Waldbrand bei Kirchenlamitz Feueralarm mitten im Wald

Katrin Lyda

An der Grenze der Landkreise Wunsiedel und Hof steht bei Kirchenlamitz ein Waldstück in Flammen. Rund 120 Einsatzkräfte kämpfen unter erschwerten Bedingungen gegen das Feuer. Die Polizei geht von Brandstiftung aus.

Rund 120 Einsatzkräfte von Feuerwehren, Bergwacht, THW und dem Roten Kreuz, dazu ein Dutzend Landwirte mit Güllefässern aus der näheren Umgebung sowie Polizei tummelten sich am gestrigen Nachmittag im Wald an der Straße zwischen Kirchenlamitz und Benk. Gegen 13.30 Uhr war die Meldung über eine Rauchentwicklung im Wald an der Landkreisgrenze bei der Leitstelle eingegangen.
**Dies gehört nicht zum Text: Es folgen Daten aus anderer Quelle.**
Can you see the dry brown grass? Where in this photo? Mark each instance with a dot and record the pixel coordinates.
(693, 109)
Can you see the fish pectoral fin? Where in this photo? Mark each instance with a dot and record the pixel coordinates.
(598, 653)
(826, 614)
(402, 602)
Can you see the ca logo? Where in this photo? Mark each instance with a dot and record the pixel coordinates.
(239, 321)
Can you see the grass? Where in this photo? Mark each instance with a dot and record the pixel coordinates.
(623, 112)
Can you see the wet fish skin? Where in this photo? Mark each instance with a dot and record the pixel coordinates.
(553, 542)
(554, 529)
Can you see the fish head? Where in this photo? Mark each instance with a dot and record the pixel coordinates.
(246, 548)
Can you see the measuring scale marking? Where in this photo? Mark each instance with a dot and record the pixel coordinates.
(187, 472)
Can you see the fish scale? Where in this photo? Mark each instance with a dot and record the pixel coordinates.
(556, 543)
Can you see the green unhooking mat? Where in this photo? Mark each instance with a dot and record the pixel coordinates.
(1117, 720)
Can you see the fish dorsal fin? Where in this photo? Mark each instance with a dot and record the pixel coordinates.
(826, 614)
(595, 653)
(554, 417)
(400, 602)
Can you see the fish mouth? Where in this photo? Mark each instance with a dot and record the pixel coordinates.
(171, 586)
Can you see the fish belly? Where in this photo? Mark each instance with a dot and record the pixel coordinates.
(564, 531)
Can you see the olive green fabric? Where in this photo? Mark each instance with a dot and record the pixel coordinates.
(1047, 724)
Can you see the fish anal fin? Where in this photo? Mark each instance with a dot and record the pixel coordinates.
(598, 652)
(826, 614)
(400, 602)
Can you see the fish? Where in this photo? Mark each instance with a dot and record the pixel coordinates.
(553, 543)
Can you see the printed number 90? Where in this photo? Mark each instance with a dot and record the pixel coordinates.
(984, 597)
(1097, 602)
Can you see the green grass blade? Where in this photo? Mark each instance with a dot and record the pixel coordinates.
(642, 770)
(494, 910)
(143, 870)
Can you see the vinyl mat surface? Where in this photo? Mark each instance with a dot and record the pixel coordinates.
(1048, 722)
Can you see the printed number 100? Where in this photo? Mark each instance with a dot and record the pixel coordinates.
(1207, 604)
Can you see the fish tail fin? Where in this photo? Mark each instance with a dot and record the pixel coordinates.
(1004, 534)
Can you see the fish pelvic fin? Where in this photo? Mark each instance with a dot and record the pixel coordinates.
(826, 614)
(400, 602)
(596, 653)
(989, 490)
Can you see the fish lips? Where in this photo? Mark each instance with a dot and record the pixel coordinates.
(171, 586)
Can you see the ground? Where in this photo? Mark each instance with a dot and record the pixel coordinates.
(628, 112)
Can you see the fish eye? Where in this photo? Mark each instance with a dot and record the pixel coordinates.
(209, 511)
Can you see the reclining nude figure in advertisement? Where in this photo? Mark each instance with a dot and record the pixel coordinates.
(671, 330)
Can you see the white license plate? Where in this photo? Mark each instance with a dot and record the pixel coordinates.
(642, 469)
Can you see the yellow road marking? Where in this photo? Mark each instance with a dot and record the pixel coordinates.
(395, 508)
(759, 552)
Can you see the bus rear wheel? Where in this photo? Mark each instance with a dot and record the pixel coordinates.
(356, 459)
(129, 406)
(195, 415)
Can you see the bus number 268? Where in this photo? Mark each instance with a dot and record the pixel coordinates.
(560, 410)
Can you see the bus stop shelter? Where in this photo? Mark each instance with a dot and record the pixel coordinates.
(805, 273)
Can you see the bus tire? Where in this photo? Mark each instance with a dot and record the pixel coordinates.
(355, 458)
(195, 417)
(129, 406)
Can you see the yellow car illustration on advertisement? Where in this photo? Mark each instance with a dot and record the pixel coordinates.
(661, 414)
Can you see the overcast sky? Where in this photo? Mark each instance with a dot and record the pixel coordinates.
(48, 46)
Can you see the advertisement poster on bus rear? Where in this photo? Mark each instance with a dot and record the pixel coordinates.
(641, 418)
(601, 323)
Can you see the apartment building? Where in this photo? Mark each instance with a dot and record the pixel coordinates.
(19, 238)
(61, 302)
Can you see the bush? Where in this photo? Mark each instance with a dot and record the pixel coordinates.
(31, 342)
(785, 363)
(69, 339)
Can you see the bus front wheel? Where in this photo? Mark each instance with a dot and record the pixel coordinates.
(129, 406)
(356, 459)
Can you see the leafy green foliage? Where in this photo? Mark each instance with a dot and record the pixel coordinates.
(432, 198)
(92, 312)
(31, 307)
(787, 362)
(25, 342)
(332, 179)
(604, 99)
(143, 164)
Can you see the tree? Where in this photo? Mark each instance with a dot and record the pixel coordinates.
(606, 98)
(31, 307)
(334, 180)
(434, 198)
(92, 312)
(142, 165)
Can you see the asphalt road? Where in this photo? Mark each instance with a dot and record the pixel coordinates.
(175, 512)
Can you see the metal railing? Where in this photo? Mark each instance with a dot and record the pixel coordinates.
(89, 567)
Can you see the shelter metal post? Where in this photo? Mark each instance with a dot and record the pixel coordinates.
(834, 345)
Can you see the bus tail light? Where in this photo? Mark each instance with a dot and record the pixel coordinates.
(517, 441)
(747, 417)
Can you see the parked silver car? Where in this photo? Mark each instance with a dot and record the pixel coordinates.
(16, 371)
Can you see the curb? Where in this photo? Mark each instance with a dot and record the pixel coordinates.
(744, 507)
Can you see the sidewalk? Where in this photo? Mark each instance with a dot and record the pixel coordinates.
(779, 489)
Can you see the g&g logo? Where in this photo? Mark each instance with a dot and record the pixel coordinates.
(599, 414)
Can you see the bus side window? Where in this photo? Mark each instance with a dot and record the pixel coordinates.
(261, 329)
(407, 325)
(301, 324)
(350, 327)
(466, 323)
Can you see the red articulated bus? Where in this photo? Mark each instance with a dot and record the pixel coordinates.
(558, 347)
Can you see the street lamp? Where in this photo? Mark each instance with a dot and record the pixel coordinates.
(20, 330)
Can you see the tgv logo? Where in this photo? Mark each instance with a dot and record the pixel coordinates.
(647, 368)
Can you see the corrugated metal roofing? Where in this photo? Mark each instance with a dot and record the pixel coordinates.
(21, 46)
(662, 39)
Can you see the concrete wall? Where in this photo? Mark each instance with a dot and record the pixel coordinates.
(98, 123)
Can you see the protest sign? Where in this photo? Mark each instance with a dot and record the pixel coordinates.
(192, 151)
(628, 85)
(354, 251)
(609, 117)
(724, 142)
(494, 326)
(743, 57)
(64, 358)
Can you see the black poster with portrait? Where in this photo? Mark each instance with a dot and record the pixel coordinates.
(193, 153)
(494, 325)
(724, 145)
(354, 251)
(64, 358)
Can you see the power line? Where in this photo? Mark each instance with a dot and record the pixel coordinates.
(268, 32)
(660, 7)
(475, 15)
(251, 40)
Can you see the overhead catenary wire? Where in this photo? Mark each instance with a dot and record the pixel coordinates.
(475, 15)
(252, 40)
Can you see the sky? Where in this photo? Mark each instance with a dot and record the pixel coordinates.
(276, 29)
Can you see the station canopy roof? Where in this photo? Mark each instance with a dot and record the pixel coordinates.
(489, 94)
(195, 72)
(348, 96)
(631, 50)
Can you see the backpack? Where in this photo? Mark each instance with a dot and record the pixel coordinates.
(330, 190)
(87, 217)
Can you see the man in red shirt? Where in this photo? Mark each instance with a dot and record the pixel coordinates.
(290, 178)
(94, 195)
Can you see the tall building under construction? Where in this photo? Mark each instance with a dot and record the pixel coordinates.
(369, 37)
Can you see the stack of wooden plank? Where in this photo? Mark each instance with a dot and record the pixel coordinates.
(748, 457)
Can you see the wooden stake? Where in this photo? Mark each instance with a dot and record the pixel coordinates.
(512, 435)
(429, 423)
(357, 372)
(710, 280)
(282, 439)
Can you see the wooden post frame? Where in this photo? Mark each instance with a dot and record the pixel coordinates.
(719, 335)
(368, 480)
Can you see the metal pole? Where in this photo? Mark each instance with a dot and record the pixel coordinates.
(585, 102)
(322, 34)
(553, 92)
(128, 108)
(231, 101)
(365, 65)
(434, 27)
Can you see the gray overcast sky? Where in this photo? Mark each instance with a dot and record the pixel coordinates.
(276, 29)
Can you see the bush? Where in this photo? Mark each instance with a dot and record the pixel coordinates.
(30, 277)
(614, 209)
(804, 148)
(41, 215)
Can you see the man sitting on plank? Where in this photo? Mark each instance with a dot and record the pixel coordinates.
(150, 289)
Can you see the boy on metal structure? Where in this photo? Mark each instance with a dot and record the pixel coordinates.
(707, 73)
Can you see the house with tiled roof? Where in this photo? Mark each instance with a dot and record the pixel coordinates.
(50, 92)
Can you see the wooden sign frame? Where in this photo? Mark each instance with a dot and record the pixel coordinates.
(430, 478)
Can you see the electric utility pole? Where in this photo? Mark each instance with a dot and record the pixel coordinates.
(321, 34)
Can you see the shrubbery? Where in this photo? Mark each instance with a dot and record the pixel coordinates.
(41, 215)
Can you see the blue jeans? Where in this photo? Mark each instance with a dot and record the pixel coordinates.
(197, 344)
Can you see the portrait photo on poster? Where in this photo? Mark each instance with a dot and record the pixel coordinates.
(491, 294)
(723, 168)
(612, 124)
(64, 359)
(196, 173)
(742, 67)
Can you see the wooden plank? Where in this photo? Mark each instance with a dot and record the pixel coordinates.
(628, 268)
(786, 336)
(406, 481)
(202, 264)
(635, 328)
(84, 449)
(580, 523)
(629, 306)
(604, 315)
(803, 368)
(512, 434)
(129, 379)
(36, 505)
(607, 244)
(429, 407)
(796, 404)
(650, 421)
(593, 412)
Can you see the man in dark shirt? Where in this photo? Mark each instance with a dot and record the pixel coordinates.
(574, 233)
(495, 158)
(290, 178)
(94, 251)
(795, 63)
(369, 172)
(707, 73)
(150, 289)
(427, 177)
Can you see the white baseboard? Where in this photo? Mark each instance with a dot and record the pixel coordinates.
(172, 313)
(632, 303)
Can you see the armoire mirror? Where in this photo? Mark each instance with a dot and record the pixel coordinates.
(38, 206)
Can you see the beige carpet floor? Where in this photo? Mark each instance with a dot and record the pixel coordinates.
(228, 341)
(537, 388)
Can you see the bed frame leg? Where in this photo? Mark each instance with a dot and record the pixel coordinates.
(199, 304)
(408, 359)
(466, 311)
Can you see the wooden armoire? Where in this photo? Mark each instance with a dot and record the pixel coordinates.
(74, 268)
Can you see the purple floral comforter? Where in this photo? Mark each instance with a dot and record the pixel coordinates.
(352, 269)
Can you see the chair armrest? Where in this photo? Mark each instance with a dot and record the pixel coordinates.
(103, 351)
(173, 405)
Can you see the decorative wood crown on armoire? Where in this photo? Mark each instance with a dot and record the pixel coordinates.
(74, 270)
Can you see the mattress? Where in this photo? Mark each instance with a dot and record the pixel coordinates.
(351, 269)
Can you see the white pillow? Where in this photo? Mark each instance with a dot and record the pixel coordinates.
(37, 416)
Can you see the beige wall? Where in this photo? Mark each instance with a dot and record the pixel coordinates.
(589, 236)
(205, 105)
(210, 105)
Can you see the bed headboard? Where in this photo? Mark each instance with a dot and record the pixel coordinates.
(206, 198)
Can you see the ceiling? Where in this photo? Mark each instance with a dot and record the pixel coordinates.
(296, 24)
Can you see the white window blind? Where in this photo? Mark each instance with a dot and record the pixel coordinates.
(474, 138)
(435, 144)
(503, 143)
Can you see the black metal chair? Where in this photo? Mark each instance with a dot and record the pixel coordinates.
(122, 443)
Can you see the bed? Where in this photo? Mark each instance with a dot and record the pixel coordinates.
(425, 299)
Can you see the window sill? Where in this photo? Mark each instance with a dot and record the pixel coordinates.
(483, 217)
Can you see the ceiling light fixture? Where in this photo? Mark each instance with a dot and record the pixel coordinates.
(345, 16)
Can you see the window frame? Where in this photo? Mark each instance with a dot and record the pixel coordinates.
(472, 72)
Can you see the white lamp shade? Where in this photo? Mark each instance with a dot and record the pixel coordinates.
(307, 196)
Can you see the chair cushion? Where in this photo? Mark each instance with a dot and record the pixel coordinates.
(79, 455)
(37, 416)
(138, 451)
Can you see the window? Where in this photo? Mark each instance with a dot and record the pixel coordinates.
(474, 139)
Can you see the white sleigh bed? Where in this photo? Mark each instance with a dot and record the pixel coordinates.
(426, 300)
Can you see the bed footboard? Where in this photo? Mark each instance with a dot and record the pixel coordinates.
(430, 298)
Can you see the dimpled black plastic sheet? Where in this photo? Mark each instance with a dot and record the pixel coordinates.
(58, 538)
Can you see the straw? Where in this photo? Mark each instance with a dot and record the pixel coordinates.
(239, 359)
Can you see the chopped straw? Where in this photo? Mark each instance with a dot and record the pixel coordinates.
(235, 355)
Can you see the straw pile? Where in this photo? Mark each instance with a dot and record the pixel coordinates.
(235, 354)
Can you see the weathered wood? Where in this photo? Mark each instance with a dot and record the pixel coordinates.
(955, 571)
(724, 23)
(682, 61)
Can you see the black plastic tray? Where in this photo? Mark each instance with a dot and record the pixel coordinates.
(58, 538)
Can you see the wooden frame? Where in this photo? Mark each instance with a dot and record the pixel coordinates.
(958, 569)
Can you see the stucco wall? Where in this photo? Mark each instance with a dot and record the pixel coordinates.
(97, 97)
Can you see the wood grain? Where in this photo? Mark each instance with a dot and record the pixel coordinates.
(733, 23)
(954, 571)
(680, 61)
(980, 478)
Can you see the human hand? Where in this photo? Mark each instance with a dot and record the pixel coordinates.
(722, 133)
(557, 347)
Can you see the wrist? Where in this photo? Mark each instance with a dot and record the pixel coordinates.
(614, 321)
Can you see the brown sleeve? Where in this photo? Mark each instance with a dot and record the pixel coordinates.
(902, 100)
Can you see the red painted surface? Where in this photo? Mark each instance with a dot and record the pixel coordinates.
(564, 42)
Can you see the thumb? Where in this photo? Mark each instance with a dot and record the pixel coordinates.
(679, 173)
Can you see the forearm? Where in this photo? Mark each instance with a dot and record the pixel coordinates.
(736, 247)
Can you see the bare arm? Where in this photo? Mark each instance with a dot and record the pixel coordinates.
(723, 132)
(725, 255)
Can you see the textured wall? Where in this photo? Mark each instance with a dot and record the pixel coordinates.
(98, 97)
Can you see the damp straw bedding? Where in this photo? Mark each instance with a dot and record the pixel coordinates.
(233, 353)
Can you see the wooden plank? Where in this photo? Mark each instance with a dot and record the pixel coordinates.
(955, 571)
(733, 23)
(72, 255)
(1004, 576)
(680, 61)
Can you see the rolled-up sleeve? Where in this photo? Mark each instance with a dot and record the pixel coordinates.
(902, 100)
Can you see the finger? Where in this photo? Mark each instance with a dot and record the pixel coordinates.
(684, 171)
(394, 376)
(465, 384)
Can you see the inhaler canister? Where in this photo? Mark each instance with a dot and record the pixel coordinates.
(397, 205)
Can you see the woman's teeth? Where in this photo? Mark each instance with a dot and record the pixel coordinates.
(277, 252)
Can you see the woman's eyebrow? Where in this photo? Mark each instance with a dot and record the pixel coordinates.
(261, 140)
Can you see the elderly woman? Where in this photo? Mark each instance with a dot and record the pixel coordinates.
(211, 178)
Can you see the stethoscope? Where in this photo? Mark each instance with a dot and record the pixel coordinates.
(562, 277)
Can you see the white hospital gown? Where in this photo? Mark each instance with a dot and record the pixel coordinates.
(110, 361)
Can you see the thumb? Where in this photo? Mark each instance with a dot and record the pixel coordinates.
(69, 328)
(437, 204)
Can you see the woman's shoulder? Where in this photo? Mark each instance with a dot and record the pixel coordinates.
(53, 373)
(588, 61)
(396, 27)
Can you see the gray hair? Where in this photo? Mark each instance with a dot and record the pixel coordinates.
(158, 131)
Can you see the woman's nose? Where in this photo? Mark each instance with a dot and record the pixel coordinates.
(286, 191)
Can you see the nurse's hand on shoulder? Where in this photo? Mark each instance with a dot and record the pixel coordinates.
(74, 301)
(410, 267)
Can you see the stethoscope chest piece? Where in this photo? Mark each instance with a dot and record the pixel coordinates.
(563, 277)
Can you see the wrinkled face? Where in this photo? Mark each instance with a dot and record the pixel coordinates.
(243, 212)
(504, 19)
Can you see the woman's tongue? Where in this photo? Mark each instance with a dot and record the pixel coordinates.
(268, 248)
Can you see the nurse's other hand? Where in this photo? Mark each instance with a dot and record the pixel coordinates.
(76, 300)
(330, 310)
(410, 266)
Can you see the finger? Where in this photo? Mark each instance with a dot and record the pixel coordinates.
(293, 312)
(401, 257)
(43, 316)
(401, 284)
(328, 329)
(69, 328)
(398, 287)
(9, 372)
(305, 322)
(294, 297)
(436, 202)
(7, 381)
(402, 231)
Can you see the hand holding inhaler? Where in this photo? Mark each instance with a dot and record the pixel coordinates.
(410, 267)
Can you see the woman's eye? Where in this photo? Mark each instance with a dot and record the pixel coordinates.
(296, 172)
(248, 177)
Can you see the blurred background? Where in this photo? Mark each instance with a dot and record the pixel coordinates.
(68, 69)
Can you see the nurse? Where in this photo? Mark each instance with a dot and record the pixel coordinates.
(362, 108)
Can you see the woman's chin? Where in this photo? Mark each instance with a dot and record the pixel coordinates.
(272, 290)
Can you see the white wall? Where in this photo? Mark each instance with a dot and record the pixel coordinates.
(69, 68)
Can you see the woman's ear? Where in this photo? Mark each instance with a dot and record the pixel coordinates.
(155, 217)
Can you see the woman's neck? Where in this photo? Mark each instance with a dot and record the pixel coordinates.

Angesichts der aktuell großen Waldbrandgefahr rückten sofort die Wehren der Umgebung aus.

Der Brandherd befand sich mitten im Wald, in der Abteilung „Hetschlar“, an der Abraumhalde eines aufgelassenen Steinbruchs. „Wir mussten ihn erst einmal suchen, bevor wir überhaupt einen Plan fassen konnten, wie wir vorgehen. Wir sind dem Brandgeruch nachgegangen“, schildert der Feuerwehr-Einsatzleiter Sebastian Fabian aus Kirchenlamitz. Das habe Zeit gekostet. Dann wurde die Alarmstufe zu „Brand Wald“ erhöht, wie Kreisbrandrat Wieland Schletz mitteilt, der ebenfalls vor Ort war.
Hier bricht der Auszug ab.